[Spambayes] spam tokens

Atom 'Smasher'
Mon Dec 1 21:27:50 EST 2003

two things i've noticed about spam, i'm not sure if either of them are
taken into account with SB, but maybe someone can look into this
further...  or maybe someone already has and they can tell me why these
don't work...

1) so many spams have a *lot* of spaces (and tabs?) in the subject line.
(like above {taken from real spam}).

i know... multiple spaces aren't tokens, they *separate* tokens... but
when there are 20+ in a row, in the subject line, that usually means spam.

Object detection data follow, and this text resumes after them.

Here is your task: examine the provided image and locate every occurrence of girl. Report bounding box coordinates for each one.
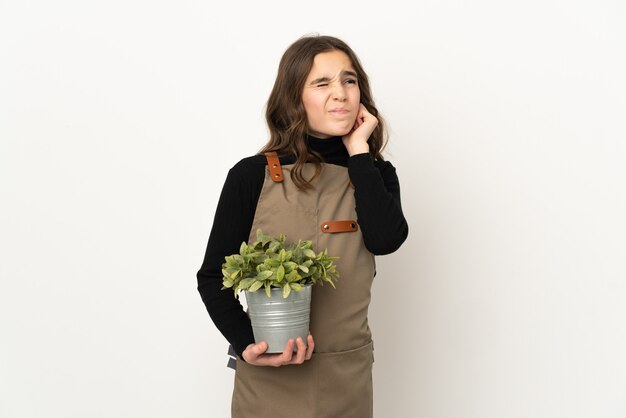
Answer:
[197,36,409,418]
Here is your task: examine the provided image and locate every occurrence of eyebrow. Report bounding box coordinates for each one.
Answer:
[309,70,359,84]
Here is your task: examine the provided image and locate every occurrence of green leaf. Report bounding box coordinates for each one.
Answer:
[255,270,274,281]
[239,277,255,290]
[276,264,285,283]
[248,280,264,292]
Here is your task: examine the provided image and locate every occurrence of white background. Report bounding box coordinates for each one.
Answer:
[0,0,626,418]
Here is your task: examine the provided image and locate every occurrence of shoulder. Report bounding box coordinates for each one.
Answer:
[230,154,267,178]
[374,160,396,174]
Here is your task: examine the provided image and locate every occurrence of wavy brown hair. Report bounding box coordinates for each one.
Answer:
[258,35,387,191]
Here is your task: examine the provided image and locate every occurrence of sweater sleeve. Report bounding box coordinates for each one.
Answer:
[196,167,256,357]
[348,153,409,255]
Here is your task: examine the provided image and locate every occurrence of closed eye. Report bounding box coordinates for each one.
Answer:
[317,80,357,87]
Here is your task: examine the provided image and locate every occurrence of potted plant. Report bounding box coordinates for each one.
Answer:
[222,229,339,353]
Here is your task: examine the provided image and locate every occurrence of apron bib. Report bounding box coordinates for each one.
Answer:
[231,152,376,418]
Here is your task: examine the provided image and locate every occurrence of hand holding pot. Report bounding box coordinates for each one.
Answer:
[242,333,315,367]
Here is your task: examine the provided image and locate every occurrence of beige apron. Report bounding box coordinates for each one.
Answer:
[232,152,376,418]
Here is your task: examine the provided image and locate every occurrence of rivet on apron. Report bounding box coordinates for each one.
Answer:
[321,220,359,233]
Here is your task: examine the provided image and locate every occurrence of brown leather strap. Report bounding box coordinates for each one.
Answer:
[320,220,359,234]
[265,151,283,183]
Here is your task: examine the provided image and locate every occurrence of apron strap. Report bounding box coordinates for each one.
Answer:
[226,345,237,370]
[265,151,283,183]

2) so many spams are filled with nonsense and random strings
	rldvlzgj coldokiue i q wfup cadrhs r cqufqc e p fnlcgv fipv
which probably don't appear in legit email.

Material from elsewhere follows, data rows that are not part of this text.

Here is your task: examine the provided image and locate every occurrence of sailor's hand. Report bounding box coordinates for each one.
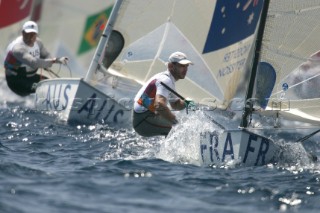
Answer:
[172,118,179,125]
[57,57,69,65]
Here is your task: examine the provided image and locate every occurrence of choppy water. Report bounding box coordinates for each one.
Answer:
[0,85,320,213]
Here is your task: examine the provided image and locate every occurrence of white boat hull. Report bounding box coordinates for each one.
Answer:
[36,79,135,126]
[200,130,278,166]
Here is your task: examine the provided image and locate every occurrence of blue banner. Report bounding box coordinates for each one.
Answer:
[203,0,264,53]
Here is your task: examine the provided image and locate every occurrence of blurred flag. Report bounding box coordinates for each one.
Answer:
[78,6,112,55]
[0,0,33,28]
[203,0,264,53]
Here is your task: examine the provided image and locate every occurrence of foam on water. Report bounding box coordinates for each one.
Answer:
[156,111,221,165]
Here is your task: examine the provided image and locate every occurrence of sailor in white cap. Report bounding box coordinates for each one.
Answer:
[132,52,192,137]
[4,21,68,96]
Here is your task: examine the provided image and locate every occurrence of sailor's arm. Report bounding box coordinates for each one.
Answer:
[154,95,177,124]
[12,46,56,69]
[170,99,186,110]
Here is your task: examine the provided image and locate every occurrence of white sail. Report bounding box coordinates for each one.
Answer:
[87,0,263,108]
[261,0,320,121]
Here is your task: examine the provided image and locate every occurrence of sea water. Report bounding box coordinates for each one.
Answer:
[0,87,320,213]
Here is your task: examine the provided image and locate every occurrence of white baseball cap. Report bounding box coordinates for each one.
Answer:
[169,52,193,65]
[22,21,38,34]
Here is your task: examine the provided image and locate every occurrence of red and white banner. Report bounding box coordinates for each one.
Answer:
[0,0,33,28]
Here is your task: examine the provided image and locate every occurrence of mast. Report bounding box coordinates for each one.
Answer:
[84,0,123,81]
[240,0,270,128]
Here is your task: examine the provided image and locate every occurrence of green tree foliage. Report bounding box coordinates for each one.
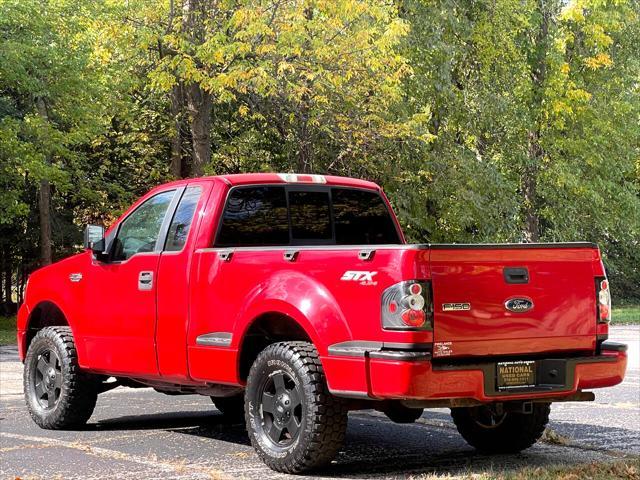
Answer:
[394,0,640,296]
[0,0,640,302]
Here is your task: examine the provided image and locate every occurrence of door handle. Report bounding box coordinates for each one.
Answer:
[138,272,153,290]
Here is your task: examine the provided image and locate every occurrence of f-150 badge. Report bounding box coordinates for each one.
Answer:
[442,303,471,312]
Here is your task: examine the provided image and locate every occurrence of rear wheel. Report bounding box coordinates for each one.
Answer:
[24,327,98,430]
[451,403,551,454]
[245,342,347,473]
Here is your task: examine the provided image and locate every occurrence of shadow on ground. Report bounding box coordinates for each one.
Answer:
[81,411,635,477]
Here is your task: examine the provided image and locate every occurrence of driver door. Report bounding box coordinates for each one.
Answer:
[84,187,183,377]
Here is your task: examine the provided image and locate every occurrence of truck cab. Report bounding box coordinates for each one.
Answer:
[18,174,626,473]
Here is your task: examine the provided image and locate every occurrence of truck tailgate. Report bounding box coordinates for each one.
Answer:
[430,244,602,357]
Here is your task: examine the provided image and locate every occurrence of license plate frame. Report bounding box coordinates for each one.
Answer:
[496,360,537,390]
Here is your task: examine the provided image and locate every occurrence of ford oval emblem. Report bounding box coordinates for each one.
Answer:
[504,298,533,313]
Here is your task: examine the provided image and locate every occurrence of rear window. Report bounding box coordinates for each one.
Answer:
[215,186,400,247]
[289,191,333,243]
[216,187,289,247]
[331,188,400,245]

can these be used to detect spam? are they used?

my understanding of bayesian filtering, is that if it never before
encountered the word "rldvlzgj", then it scores 0.5 (or something fairly
neutral). well, after i've trained it on a few hundred or a few thousand
emails, i think it should have a good handle on my vocabulary and maybe be
less forgiving with words i haven't seen before.

i fully understand that the nature of bayesian filtering is often
counter-intuitive when it comes to what to look at and what to ignore, so
i'm fully prepared for someone to tell me exactly why these things don't
work the way my brain thinks they should.